Parti às 8h da manhã de sábado já atrasado, pois a festa havia começado no dia anterior. Depois de aproximadamente 2h de asfalto, cheguei à entrada da estrada de chão, onde uma faixa indicava "IV Encontro do Bonito". Embora a poeira estivesse muito fina - provavelmente pelo longo período de estiagem - a estrada estava muito boa, e depois de quase 10km, cheguei ao local, uma bela paisagem, cercada de morros, tendo o local do evento ao pé de um deles.
Fui alegremente recepcionado pelo amigo George "Dod" e sua esposa.
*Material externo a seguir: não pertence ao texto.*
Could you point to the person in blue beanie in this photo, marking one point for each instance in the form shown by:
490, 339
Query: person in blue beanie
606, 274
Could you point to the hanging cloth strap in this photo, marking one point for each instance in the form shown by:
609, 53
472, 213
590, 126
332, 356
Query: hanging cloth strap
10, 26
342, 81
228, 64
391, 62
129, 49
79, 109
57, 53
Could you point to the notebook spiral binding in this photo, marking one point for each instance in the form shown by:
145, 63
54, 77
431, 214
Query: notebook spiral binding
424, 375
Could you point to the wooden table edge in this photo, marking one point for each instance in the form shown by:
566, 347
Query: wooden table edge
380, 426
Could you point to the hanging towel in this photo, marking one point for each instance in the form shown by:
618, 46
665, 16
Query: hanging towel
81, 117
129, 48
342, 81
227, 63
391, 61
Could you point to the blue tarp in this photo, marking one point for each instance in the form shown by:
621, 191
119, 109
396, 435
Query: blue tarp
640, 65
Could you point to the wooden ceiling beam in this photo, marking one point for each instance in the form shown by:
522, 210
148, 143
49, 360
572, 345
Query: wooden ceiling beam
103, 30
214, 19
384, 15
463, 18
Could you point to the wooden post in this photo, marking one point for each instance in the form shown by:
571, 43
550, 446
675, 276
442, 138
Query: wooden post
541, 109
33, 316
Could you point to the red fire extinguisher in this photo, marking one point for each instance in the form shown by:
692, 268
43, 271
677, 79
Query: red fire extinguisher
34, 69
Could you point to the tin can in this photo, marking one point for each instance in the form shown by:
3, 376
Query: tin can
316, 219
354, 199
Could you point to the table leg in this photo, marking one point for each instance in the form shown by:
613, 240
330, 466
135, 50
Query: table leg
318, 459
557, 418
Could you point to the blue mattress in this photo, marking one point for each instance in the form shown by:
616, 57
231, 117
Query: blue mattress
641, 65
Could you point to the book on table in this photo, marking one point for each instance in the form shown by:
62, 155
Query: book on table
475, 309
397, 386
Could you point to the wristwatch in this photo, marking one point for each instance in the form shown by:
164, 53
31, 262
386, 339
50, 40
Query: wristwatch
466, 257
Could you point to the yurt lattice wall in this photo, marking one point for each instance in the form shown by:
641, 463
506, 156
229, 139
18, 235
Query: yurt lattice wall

Percebi que havia chegado em boa hora, pois os cavaleiros acabavam de entrar na arena, junto com o pessoal da caçada da rainha. E que festa eles fizeram...! O batuque da caçada fez o povo tirar o pé do chão; dos mais novos ao pessoal da melhor idade, todo mundo caiu na roda.
Depois disso, um momento solene, com a chegada da Bandeira do Divino Espírito Santo. Enquanto aguardávamos o almoço, uma bela prosa com Volmi Batista, mestre Badia Medeiros, Inezita Poetisa, entre outros. E eu, um intruso no meio de tantos mestres, pensava na sorte que era estar ali.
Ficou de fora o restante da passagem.